Funds will be distributed on a first eligible, first served basis. INHS tenants are welcome to apply but will not receive priority. If you need assistance in completing the application or you need translation services, contact Amber Compton at [email protected].
This program has been made possible through re-purposed grant funds previously awarded to INHS through the Tompkins County Community Development Block Grant (CDBG) program, and the New York State HOME Local Program, and through a supplemental award provided by the Ithaca Urban Renewal Agency’s (IURA) Community Development Block Grant Coronavirus (CDBG-CV).
New York City
- Action: Directive addressing how courts will handle “pre-pandemic” proceedings. Pending matters filed after March 16, 2020 are subject to the orders of New York Chief Administrative Judge Lawrence Marks.
- Warrants of Eviction: “On August 20, 2020, the Court will begin accepting requisitions for warrants of eviction based on judgments of possession that were issued before March 17, 2020. All such requisitions must be presented by motion on notice to the respondent. Such a motion shall suffice to comply with the conference requirement contained in AO 160/20. All such motions shall require the inclusion of a Notice to Respondent Tenant, in the form attached as Exh. A to this directive, to be served by mail as well as email wherever possible. Consistent with AO 160/20, any eviction ordered under this section shall not take place prior to October 1, 2020. It is anticipated that these motions will be heard remotely.”
- Execution of Warrants: “Beginning August 20, 2020, a petitioner seeking to enforce a warrant of eviction that was issued before March 17, 2020 must seek leave of court by motion on notice to respondent. Such a motion shall suffice to comply with the conference requirement contained in AO 160/20. All such motions shall require the inclusion of a Notice to Respondent Tenant in the form attached as Exh. A to this directive, to be served by mail, as well as email wherever possible. Consistent with AO 160/20, any eviction ordered under this section shall not take place prior to October 1, 2020. It is anticipated that these motions will be heard remotely.”

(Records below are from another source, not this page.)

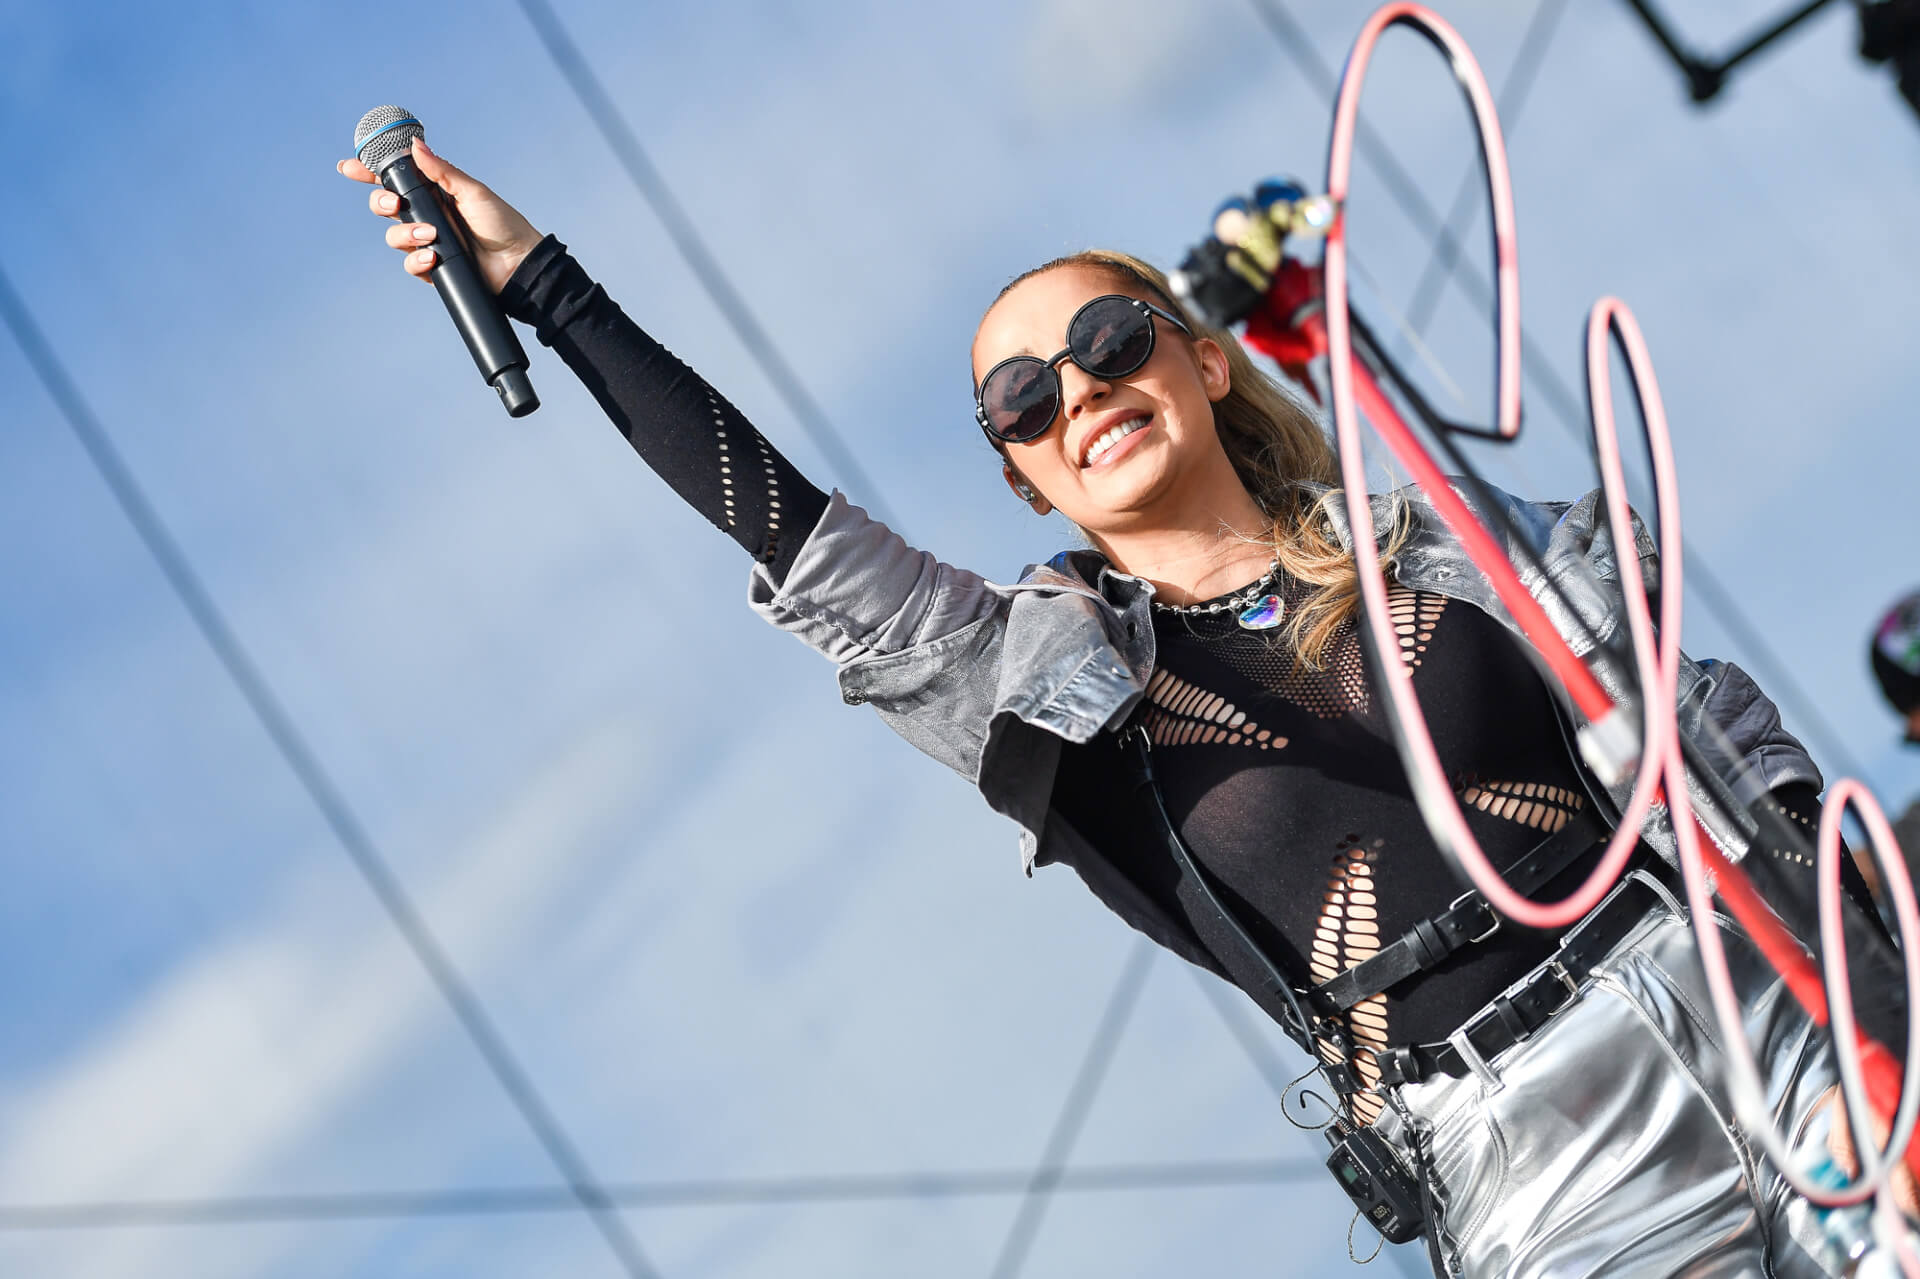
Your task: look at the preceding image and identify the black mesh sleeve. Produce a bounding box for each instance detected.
[499,235,830,583]
[1751,781,1906,1055]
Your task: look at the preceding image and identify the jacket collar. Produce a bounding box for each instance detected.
[1021,547,1156,612]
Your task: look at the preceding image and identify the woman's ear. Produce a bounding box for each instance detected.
[1002,463,1053,516]
[1194,337,1232,403]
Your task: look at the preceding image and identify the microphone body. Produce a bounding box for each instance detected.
[354,106,538,418]
[379,153,538,417]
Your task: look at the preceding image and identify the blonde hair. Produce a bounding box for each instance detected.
[989,248,1406,669]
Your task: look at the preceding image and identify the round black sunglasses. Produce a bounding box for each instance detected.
[974,294,1194,444]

- Appearance Defaults: “In all matters where issue has been joined and the Court has jurisdiction over the parties, counsel and/or parties are expected to be present for court noticed appearances. Noticed appearances may include virtual or in-person conferences or trials. If an attorney and/or party fails to appear for a court noticed conference or trial without excuse, the judge presiding over such appearance may exercise his or her discretion to address the unexcused absence. The judge may, among other available remedies, reschedule the appearance with a “final” marking, resolve issues or claims against the nonappearing party, impose sanctions, or issue a judgment of contempt. All applications to be excused from a court ordered appearance must be made on the record before the court or by affidavit/affirmation.

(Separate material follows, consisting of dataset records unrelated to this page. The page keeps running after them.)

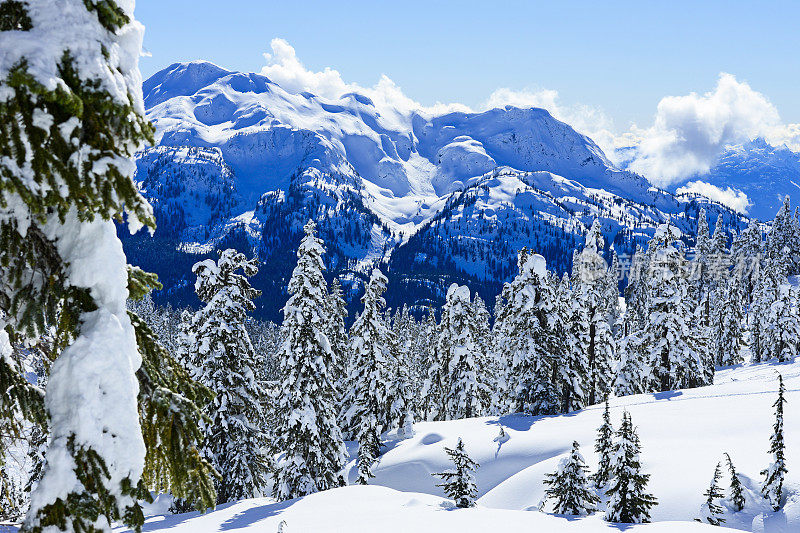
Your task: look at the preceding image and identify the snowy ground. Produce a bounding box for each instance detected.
[5,360,796,533]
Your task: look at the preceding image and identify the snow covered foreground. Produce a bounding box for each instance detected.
[129,485,717,533]
[122,361,797,533]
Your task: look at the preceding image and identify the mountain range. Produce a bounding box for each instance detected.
[126,60,795,320]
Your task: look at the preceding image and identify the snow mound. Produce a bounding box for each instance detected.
[117,485,718,533]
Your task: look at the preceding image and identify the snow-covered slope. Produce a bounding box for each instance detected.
[676,138,800,221]
[365,361,800,531]
[122,485,717,533]
[107,360,799,533]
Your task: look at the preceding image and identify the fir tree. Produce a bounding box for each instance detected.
[341,268,394,483]
[570,220,615,407]
[438,284,489,419]
[129,270,218,512]
[273,221,347,500]
[591,399,614,489]
[0,459,24,522]
[696,462,726,526]
[418,307,441,421]
[543,441,599,515]
[495,251,561,415]
[761,374,787,511]
[769,284,800,362]
[642,224,704,391]
[0,1,200,530]
[190,250,267,503]
[713,278,747,366]
[605,411,657,524]
[326,278,349,397]
[432,438,479,509]
[725,453,745,512]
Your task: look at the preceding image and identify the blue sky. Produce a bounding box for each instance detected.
[137,0,800,129]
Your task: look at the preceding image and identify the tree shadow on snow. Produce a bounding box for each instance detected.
[219,499,298,531]
[649,390,683,401]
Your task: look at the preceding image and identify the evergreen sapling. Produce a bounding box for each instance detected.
[543,441,599,516]
[432,438,479,508]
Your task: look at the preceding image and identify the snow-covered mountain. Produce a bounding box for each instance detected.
[128,61,747,318]
[674,138,800,221]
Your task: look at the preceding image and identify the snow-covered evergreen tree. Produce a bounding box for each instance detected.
[641,224,704,391]
[725,453,745,512]
[326,278,349,397]
[697,462,726,526]
[713,278,747,366]
[543,441,598,515]
[605,411,657,524]
[437,284,490,419]
[273,221,346,500]
[495,251,561,415]
[591,399,614,490]
[0,460,24,522]
[418,307,441,421]
[0,1,186,529]
[761,374,787,511]
[341,268,395,482]
[432,438,479,509]
[190,249,267,503]
[731,219,763,304]
[570,220,615,406]
[623,245,649,336]
[769,283,800,363]
[766,196,800,271]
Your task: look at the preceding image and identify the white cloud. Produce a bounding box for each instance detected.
[260,38,469,120]
[676,181,752,214]
[625,73,789,186]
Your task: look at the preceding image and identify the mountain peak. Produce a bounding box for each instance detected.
[143,60,232,108]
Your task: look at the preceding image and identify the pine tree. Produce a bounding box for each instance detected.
[190,250,267,503]
[730,219,762,304]
[0,2,194,530]
[769,284,800,362]
[766,196,798,269]
[725,453,745,512]
[591,399,614,489]
[623,245,649,336]
[713,278,747,366]
[697,462,726,526]
[273,221,347,500]
[0,459,24,522]
[432,438,479,509]
[642,224,704,391]
[570,220,615,407]
[418,307,441,421]
[761,374,787,511]
[749,258,783,363]
[326,278,349,397]
[605,411,657,524]
[129,270,218,513]
[438,284,489,419]
[341,268,394,483]
[495,251,561,415]
[543,441,599,515]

- Document Defaults: “Filing of answers in residential eviction proceedings is presently controlled by Administrative Orders 160/20 and 121/20. Moreover, submission of motion documents in pending proceedings is governed by Administrative Order 115/20, which authorized the Electronic Document Delivery System (EDDS). EDDS remains available until further order. Consistent with Administrative Orders 160/20 and 115/20, no adverse action (i.e., no defaults) shall be taken based upon the failure to file an answer in an eviction proceeding, or based upon the failure of a party to submit responsive papers to a motion submitted through EDDS, absent specific order of the Court.”